The telephone system was once one of the best in Africa, but now suffers from poor maintenance. The domestic system consists of microwave radio relay links, open-wire lines, radiotelephone communication stations, fixed wireless local loop installations, and a substantial mobile-cellular network; Internet connection is available in Harare and planned for all major towns and for some of the smaller ones. International: country code - 263; satellite earth stations - 2 Intelsat; 2 international digital gateway exchanges (in Harare and Gweru) (2014) (CIA World Fact Sheet) 

Broadcast Media

The government owns 4 radio stations, and 2 TV stations. There are 2 more independent radio stations. The government in 2014-5 opened up the airwaves for more radio stations. The country has seen more radio stations coming on board because of the liberalisation of the airwaves. Foreign shortwave broadcasts and satellite TV are available to those who can afford antennas and receivers; in rural areas, access to TV broadcasts is extremely limited

Energy and Electricity Resources
The availability of electric power is a basic requirement for all Zimbabweans. Power supplies underpin all other services, and there is undeniable evidence that the development of reliable, adequate, low priced power can contribute significantly to the efficient and effective functioning of the Zimbabwe economy and the maintenance of Zimbabweans’ standard of living, as well as to stimulating the expansion of existing businesses and the establishment of new ones. However, to operate efficiently businesses and factories need electricity supplies that are free of interruptions and shortages. In the past decade, domestic power generation capacity has fallen far below demand as a result of lack of maintenance of aging generation plants, and transmission and distribution facilities, as well as disruptions in the supply of coal for generation. Only 1,000 MW out of 2,000 MW of installed generation capacity is currently available, leading to unreliable power supplies and severe electricity shortages. The ongoing electricity supply interruptions in Zimbabwe continue to have serious repercussions for efforts to turn the economy around and achieve sustainable economic and social growth in the medium- and longer-term. An efficient and viable electricity sector will ensure economic stability and growth, given the forward and backward linkages with the rest of the economy.

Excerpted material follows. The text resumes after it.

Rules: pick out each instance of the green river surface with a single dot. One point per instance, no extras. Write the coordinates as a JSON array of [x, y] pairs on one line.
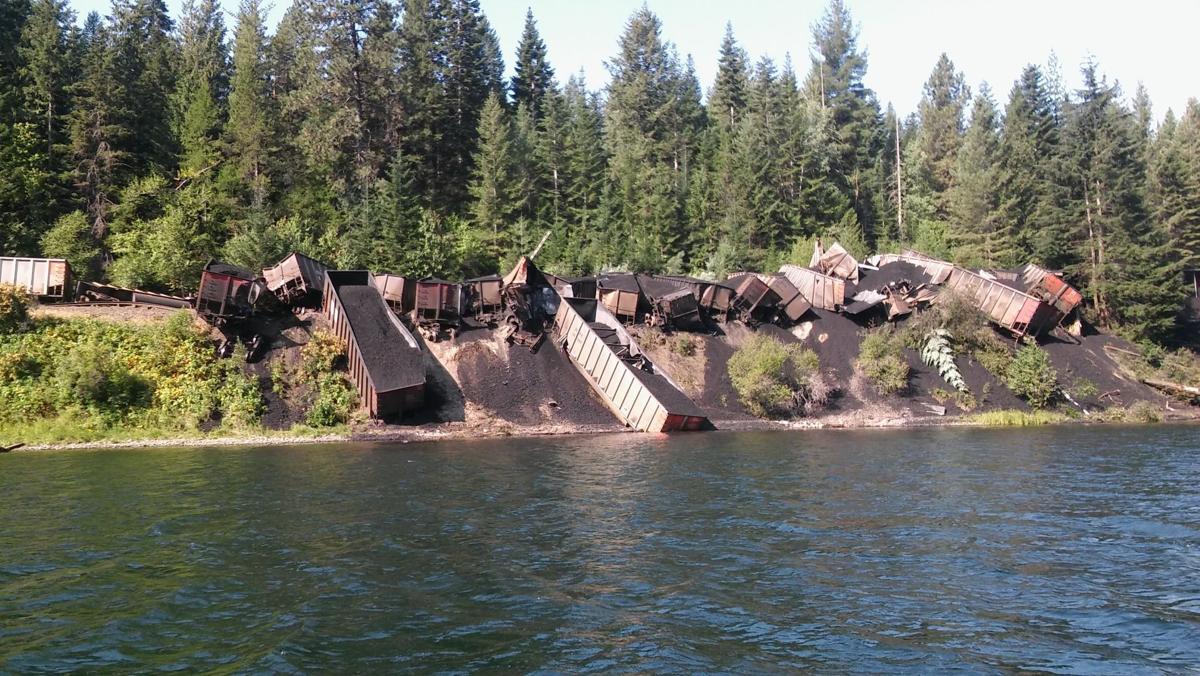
[[1055, 549]]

Most of Zimbabwe's power is generated by a hydroelectric station at Kariba Dam on the Zambezi River. With considerable hydroelectric power potential and plentiful coal deposits for thermal power station, Zimbabwe is less dependent on oil as an energy source than most other comparably industrialized countries, but it still imports 40% of its electric power needs from the DRC, Mozambique and South Africa. Only about 15% of Zimbabwe's total energy consumption is accounted for by oil, all of which is imported. Zimbabwe imports about 1.2 billion litres of oil per year. Dependence on petroleum is managed through the price controls for vehicle fuels, the use of gasohol, and the substitution of diesel-electric locomotives on the railway system. Zimbabwe also has substantial coal reserves that are utilized for power generation, and recently discovered in Matabeleland province are coal bed methane deposits greater than any known natural gas field in Southern or Eastern Africa. In recent years, however, economic management challenges and low foreign currency reserves have led to fuel shortages. The electric power supply has become erratic and blackouts are common due to low generator availability at the Kariba hydroelectric power plant and unreliable or non-existent coal supplies to the country's large thermal plants.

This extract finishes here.